Von der Nahversorgung aus früheren Zeiten bekommt der Leser einen guten Eindruck, wenn er die Geschichte von Katharina Huber mit dem Titel »Eikaffn geh« liest. Sie beschreibt ihren Weg, damals als zwölfjähriges Mädchen, von der Maria Gern zum »Triambacher« in den Markt, und wie viele Geschäfte es seinerzeit gab.

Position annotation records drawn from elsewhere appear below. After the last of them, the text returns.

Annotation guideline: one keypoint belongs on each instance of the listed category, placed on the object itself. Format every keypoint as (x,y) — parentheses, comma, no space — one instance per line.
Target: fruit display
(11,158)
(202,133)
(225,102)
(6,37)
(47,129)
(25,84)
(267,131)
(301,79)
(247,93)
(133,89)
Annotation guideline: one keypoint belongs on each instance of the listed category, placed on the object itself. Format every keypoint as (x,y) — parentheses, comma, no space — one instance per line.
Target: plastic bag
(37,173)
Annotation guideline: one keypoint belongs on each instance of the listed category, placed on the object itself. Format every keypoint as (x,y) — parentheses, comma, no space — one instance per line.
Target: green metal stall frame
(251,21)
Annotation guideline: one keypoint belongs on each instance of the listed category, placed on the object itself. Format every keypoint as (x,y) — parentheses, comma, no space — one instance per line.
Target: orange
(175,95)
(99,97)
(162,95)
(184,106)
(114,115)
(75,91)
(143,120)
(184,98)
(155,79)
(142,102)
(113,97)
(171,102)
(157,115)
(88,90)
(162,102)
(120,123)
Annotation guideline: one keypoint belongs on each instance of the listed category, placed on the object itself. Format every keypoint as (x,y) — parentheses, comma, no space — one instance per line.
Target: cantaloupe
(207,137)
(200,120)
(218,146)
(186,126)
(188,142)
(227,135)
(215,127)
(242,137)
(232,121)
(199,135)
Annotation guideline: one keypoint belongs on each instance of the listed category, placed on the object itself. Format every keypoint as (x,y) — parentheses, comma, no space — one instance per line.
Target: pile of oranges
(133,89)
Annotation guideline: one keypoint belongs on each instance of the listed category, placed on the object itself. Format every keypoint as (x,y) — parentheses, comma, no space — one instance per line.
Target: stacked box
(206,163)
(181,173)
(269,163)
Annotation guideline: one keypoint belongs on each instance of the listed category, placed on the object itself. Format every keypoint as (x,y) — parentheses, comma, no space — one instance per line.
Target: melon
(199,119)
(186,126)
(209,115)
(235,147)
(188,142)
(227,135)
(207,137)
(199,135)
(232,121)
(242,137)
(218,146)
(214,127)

Ebenso interessant liest sich der Text »100 Jahre Nahversorgung in Ramsau« von Alois Resch. Er schreibt: »Verkaufsverpackungen waren damals noch unbekannt. Kaffee, Tee, Zucker und Mehl wurden lose in Säcken oder Kisten verpackt vom Großhändler angeliefert. Beim Einkauf wurde für den Kunden die gewünschte Menge abgewogen und in Tüten eingepackt.«

Weniger appetitlich, aber dafür umso lustiger, ist die Geschichte »Der Karfreitagsfisch«. Franz Grüsser schafft es mit seiner anschaulichen Erzählung, dass sich der Leser beinahe die Nase zuhalten möchte, um den Fischgestank nicht riechen zu müssen. Grüsser berichtet von dem damals abenteuerlichen Vorhaben, einen Fisch beim Fischhändler Georg Kaiser in der Metzgerstraße 3 zu kaufen. Dort befand sich das Geschäft bis 1969. Die Geschichte beginnt mit der Anlieferung der Fische in Fässern auf einem Lkw und des Stangeneises, das mit einem Ochsenkarren gebracht wurde. »Mit dem stinkenden Fischwasser aus den Fässern wurden die Hinterlassenschaften der Ochsen zur Straßenmitte gespült. Durch Fladen und Harn der Ochsen, mit würzigem Nordseefischwasser gemixt, entstand besonders bei Sonnenschein in der Metzgerstraße ein derart ekelerregender Gestank, den man heute nur noch in unterentwickelten Ländern der Welt nachempfinden kann.« Auch wenn man das alte Berchtesgaden nicht selbst erlebt hat, dank der Geschichten des Heimatkalenders wird es wieder lebendig. Manch einer hat schon einmal vom Galoppschnitzer Jakob Süß gehört, der ab 1900 in Königssee »auftauchte«. »Sein Aussehen glich dem eines Räuberhauptmannes«, ist im Kalender zu lesen. Die Geschichte stammt aus den Erinnerungen des Kanzlei-Obersekretärs Bachmaier, »Bergheimat 1937«. Auch die Lebensgeschichte des Automatenbauers, Regisseurs und Kameramanns Günter Grainer ist festgehalten, von seinem Sohn Günter Grainer.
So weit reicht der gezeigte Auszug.